On The CopyLeft Of DTDs
"Writing a DTD is a challenge in itself (my company had never tried to go to the Web before, and never heard of XML until my project). To make the system work, we should then write software to adapt our supplier's data model to ours: for n suppliers we would need 2(n-1) correspondences (import and export) from their data model to ours which gets to be expensive on a large scale. Having a common model would help, especially for small companies not on the Web yet (those which rely only on paper data sheets for instance). My opinion, as there is no standard on our industry like RosettaNet, is that we could speed up things, and avoid babelization of XML tags by releasing our model with a Copylefted licence, lowering the cost and hassle for others on our market to build electronic publishing tools. Of course, there is a lot of money invested in our DTD, so what if competitors try to steal it?
Would the Copyleft of our DTD be a good idea?"
Are you a moron?
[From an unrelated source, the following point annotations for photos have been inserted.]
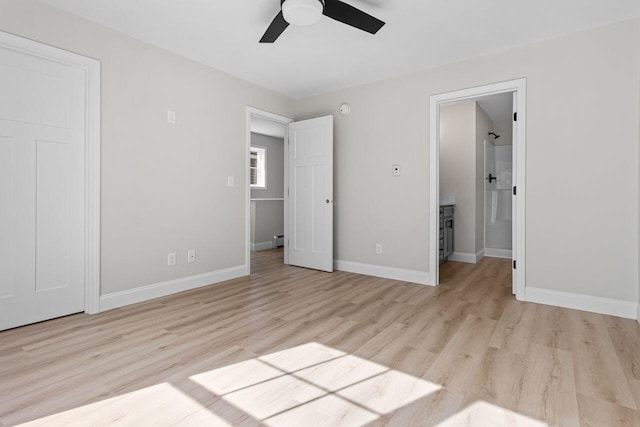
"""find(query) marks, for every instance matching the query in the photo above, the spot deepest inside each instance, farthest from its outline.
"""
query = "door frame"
(91, 69)
(256, 112)
(519, 86)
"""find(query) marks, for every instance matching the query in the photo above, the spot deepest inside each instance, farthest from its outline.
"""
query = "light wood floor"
(296, 347)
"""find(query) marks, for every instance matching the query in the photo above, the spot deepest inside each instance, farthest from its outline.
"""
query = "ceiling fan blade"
(342, 12)
(278, 25)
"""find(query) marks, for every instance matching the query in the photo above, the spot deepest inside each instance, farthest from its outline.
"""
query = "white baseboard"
(467, 257)
(498, 253)
(261, 246)
(413, 276)
(145, 293)
(612, 307)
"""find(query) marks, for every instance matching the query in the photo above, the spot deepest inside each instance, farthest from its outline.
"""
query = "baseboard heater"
(278, 241)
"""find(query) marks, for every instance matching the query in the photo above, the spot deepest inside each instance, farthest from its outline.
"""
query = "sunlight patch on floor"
(313, 381)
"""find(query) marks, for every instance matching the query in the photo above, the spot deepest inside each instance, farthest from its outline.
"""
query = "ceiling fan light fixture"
(302, 13)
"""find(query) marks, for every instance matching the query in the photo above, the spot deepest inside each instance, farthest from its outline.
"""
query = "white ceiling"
(328, 56)
(498, 107)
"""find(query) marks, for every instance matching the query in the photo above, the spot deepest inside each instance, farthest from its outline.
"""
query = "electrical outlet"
(171, 259)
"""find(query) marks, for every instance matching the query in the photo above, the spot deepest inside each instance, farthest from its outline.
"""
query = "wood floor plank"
(463, 355)
(597, 413)
(290, 346)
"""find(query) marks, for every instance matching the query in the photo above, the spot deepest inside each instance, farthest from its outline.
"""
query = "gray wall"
(267, 216)
(582, 90)
(275, 166)
(463, 130)
(164, 187)
(458, 170)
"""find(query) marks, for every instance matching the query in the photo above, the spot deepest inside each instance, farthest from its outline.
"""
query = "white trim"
(467, 257)
(413, 276)
(251, 111)
(91, 69)
(261, 246)
(519, 86)
(498, 253)
(612, 307)
(157, 290)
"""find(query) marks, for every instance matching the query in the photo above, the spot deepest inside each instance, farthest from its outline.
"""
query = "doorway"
(267, 157)
(513, 181)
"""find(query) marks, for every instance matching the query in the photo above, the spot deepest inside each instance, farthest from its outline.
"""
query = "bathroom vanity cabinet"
(446, 232)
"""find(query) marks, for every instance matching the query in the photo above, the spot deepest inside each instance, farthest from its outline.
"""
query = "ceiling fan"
(308, 12)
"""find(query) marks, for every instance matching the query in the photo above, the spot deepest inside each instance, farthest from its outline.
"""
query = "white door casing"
(310, 193)
(514, 201)
(49, 218)
(519, 88)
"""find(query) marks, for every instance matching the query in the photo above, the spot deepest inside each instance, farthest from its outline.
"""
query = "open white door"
(42, 193)
(310, 189)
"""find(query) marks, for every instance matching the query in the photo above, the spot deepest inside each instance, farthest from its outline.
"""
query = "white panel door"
(42, 199)
(311, 193)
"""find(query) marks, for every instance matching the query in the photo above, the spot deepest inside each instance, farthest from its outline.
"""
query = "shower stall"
(498, 199)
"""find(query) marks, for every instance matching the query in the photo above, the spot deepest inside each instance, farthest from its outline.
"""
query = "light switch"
(171, 259)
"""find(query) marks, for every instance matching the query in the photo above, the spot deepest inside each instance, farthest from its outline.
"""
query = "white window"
(258, 167)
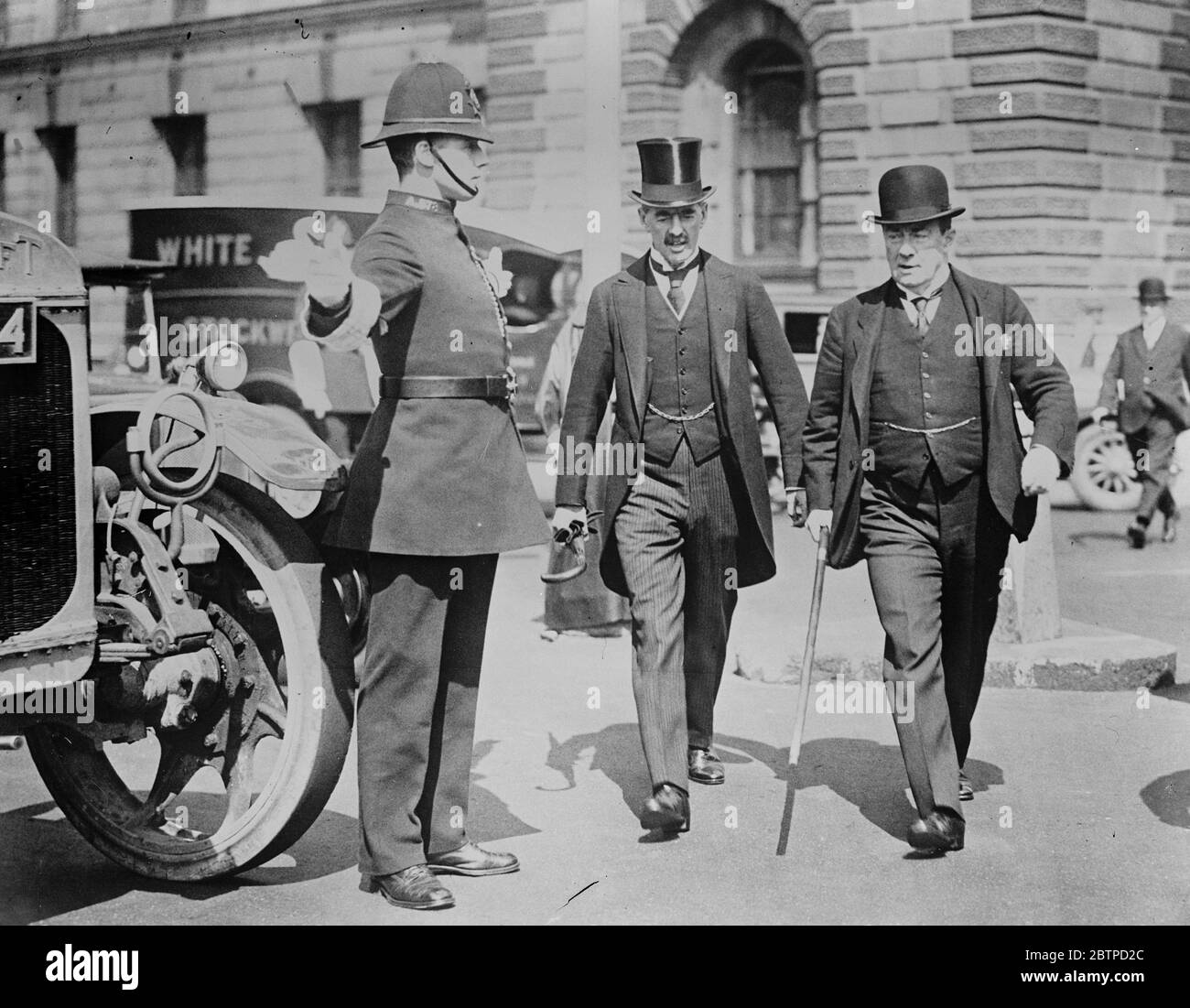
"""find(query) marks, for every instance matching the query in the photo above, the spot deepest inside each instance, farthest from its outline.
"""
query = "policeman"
(438, 488)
The whole question is about definition -- contrary to the popular belief XML is not a unified standard for representation of a structured data, it's an umbrella standard for different kinds of data representation formats. And to use any of those XML-based formats one needs:
XML was and is criticized for the lack of means to convert the second into a code that can be automatically included in the first and used to create programs that operate with the data according to its semantics -- all DTD is good for is to automatically determine if certain input is indeed compliant with it (what is called "validation", even though it never guarantees that data is valid or consistent from the application or data model point of view), and for human to read the description and write a code to process the data.
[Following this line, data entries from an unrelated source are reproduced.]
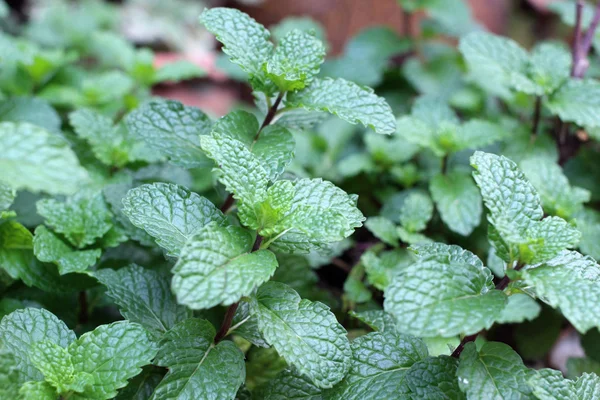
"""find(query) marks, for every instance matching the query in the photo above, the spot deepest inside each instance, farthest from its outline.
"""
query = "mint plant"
(151, 251)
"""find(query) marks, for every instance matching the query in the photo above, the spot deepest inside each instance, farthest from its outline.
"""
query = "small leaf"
(47, 247)
(304, 333)
(35, 159)
(171, 129)
(170, 213)
(198, 369)
(446, 292)
(494, 371)
(217, 267)
(458, 201)
(143, 296)
(348, 101)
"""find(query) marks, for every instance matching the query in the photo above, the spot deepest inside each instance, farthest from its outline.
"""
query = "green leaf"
(47, 247)
(37, 160)
(320, 213)
(296, 60)
(21, 329)
(557, 195)
(30, 109)
(434, 378)
(82, 218)
(515, 213)
(37, 391)
(143, 296)
(178, 71)
(378, 367)
(416, 212)
(495, 371)
(112, 145)
(569, 281)
(171, 129)
(170, 213)
(520, 307)
(577, 101)
(457, 200)
(57, 366)
(217, 267)
(550, 66)
(244, 40)
(446, 292)
(111, 354)
(290, 385)
(198, 369)
(497, 63)
(304, 333)
(383, 229)
(347, 100)
(548, 384)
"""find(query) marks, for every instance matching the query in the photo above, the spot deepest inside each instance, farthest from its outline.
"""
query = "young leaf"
(296, 60)
(37, 160)
(494, 371)
(244, 40)
(319, 349)
(170, 213)
(457, 200)
(577, 101)
(111, 354)
(47, 247)
(446, 292)
(143, 296)
(197, 367)
(348, 101)
(22, 328)
(378, 367)
(171, 129)
(82, 218)
(569, 281)
(217, 267)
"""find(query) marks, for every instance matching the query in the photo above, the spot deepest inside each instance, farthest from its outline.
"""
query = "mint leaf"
(319, 349)
(569, 281)
(169, 213)
(446, 292)
(348, 101)
(245, 41)
(172, 130)
(143, 296)
(111, 354)
(577, 101)
(197, 367)
(82, 218)
(37, 160)
(21, 329)
(379, 365)
(458, 201)
(495, 370)
(416, 212)
(296, 60)
(217, 267)
(47, 247)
While XML still sucks because no such connection between formats amd semantics can be established, the original question was about publishing first (and hopefully the second), so others will be able to write applications that use the same format. DTD can apply to either XML or SGML, but in this case there isn't much difference between them in the results for the programmer, as he will end up doing all the job after some simple parser deserialized the data.
Contrary to the popular belief, there indeed is no God.
A DTD is supposed to standardize data formatting, isn't it? Think less "copyleft" and more "standardized". This is one situation where the Artistic license makes sense, because it requires non standard versions to be labeled as such.
The Artistic license is so vague though, you might want to have your legal department draft something based on the BSD license, with a clause that hacked versions would have to be relicensed under a different name. That would give developers maximum freedom without compromising the standard. In other words, they could steal your code but they couldn't steal your brand name; similar to RedHat.
A GPL'd DTD would compel other developers to release refinements, but it would do nothing to protect your brand. Brand theft would be far more damaging than code theft.
For all intensive purposes, "whom" is no longer a word. That begs the question, "who cares"?
If you are working on a new project use XML Schema rather than DTDs. DTDs are a hangover from the days of SGML and do not allow you much control on the content of your documents.
If you use XML Schema then you can specify exactly the format and content of your fields and validate the document much more precisely than just PCDATA / CDATA permits.
Go and have a look at the W3C site before you commit yourself, it is an easy change at the start of a project but will be much harder later.
Description of XML schema can be found at http://www.w3.org/XML/Schema .
I've both used and written a number of DTD's and releasing one under the GPL would really make no sense. The GPL freely allows anyone to modify your code, which is the last thing you want with a DTD. Since a DTD is a formal specification, you need to keep control over it. Ideally, once defined, it should never be allowed to change. If people can modify it as they like, then it becomes useless, since your XML documents may not conform to the modified versions.
If I were you, I would use something very similar to the Docbook copyright notice:
Copyright 1992-2000 HaL Computer Systems, Inc.,
O'Reilly & Associates, Inc., ArborText, Inc., Fujitsu Software
Corporation, Norman Walsh, and the Organization for the Advancement
of Structured Information Standards (OASIS).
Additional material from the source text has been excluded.